Reinforcement Learning from Human Feedback (RLHF) and Large Language Models (LLMs): The Magic Sauce behind ChatGPT

How does OpenAI train LLMs using Feedback from Human Reviewers?

Jul 16, 2023

If you've ever been intrigued by the generative AI and natural language processing world, you might have come across two buzzwords: Reinforcement Learning from Human Feedback (RLHF) and Large Language Models (LLMs). But what do these terms mean? And how do they come together to create advanced models like ChatGPT? Here's a deep dive into the concepts and their synergy.

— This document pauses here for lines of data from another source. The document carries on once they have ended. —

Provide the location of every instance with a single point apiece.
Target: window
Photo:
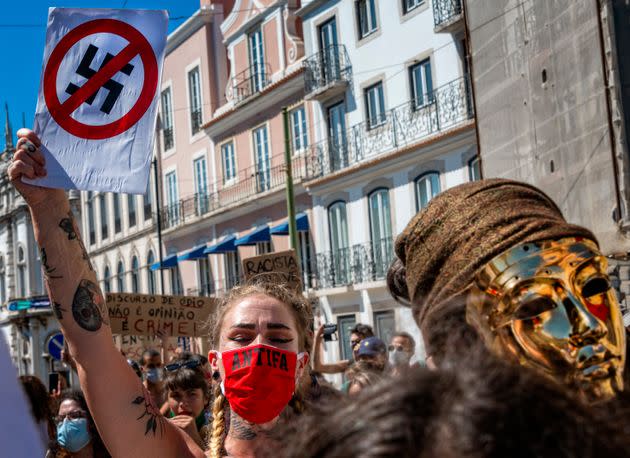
(205, 277)
(104, 216)
(171, 198)
(131, 209)
(340, 256)
(194, 98)
(148, 198)
(120, 277)
(421, 84)
(168, 133)
(427, 187)
(375, 104)
(106, 280)
(232, 265)
(299, 134)
(229, 161)
(201, 185)
(91, 223)
(381, 232)
(135, 275)
(474, 171)
(409, 5)
(151, 273)
(366, 16)
(256, 60)
(117, 215)
(263, 161)
(21, 265)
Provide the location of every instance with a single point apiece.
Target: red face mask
(259, 381)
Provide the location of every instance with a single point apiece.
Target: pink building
(222, 147)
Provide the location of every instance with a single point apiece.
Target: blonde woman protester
(260, 336)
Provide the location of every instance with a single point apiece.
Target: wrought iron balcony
(328, 72)
(250, 82)
(441, 109)
(353, 265)
(446, 13)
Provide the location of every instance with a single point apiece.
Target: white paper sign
(97, 103)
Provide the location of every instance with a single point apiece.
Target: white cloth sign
(97, 104)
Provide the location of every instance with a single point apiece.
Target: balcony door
(338, 143)
(329, 51)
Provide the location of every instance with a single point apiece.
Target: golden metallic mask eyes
(549, 306)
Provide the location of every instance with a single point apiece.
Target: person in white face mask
(401, 349)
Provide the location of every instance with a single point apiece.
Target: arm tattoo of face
(240, 429)
(69, 227)
(48, 271)
(88, 307)
(151, 413)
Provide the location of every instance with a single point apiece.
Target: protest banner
(146, 314)
(97, 106)
(279, 267)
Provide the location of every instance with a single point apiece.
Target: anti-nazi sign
(97, 106)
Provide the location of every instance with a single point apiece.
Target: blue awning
(301, 220)
(167, 263)
(224, 246)
(195, 253)
(259, 234)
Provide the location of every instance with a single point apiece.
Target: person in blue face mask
(77, 436)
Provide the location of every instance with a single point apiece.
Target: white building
(393, 126)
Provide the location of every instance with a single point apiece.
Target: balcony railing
(359, 264)
(445, 11)
(441, 109)
(249, 183)
(329, 67)
(250, 82)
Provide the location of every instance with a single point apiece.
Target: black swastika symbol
(113, 87)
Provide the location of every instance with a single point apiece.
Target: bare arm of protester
(127, 421)
(318, 366)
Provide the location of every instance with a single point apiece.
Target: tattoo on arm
(240, 429)
(88, 307)
(69, 227)
(151, 413)
(48, 271)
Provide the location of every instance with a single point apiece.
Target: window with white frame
(168, 133)
(229, 161)
(421, 84)
(194, 98)
(375, 104)
(427, 187)
(299, 134)
(366, 17)
(410, 5)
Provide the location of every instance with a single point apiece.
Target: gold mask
(549, 306)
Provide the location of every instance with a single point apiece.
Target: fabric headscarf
(461, 230)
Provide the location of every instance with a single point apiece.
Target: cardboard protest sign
(280, 267)
(145, 314)
(97, 105)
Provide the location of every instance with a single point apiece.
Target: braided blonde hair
(302, 312)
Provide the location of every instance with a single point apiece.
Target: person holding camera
(325, 332)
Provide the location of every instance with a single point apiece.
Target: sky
(22, 40)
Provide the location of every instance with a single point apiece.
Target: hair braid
(218, 424)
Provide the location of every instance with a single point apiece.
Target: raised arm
(128, 422)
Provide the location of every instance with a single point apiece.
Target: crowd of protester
(525, 343)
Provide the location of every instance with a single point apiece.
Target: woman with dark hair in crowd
(482, 409)
(494, 260)
(188, 398)
(77, 436)
(41, 407)
(260, 341)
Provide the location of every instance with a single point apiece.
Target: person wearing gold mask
(494, 260)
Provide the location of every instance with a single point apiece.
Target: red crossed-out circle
(138, 44)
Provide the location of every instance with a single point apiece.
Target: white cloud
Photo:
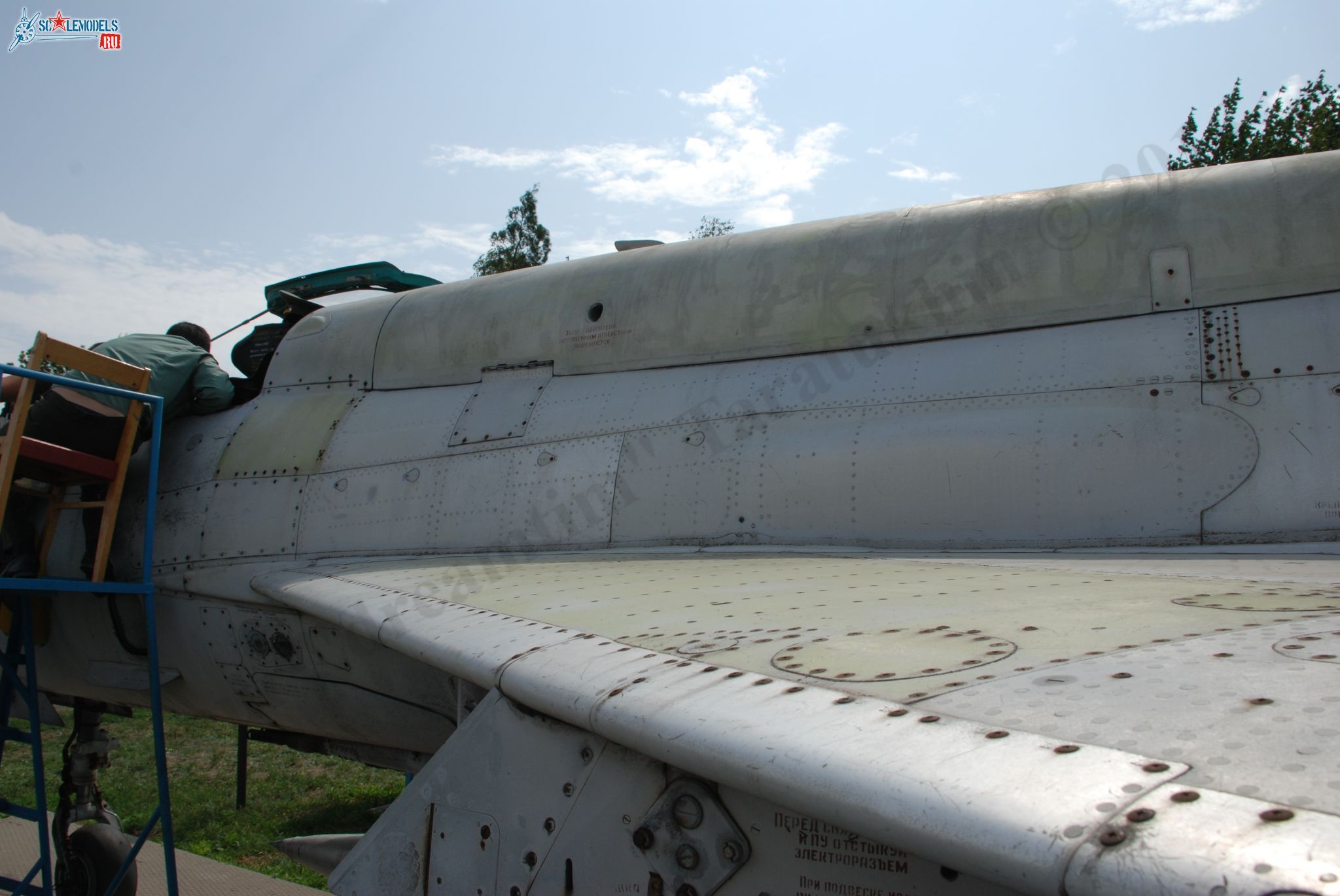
(905, 138)
(1292, 85)
(1150, 15)
(85, 290)
(737, 158)
(913, 172)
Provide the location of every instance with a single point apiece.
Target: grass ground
(289, 793)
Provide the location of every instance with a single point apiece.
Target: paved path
(196, 875)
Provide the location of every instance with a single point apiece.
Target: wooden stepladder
(62, 468)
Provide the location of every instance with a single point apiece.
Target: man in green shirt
(181, 370)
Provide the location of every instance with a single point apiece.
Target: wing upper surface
(862, 687)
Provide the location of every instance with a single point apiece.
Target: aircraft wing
(1000, 713)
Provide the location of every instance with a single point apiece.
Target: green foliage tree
(1307, 124)
(47, 368)
(712, 228)
(523, 243)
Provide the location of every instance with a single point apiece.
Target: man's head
(194, 334)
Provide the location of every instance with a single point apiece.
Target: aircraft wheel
(97, 852)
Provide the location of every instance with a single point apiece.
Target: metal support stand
(18, 595)
(241, 767)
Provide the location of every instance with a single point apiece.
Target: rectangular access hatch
(501, 404)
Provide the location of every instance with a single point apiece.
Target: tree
(1307, 124)
(523, 243)
(46, 368)
(712, 228)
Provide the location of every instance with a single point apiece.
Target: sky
(227, 146)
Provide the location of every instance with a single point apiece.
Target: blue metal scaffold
(20, 653)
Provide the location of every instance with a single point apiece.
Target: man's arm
(211, 387)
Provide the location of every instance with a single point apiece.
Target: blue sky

The Genesis of RLHF: Two Fields, One Goal

At the genesis, reinforcement learning (RL) and natural language processing (NLP) appeared as two distinct fields, each progressing independently. Reinforcement learning revolves around training a model to make informed decisions by rewarding successful outcomes and punishing erroneous ones. It is primarily used in applications like gaming and simulated environments. On the other hand, natural language processing is all about understanding and interpreting human languages.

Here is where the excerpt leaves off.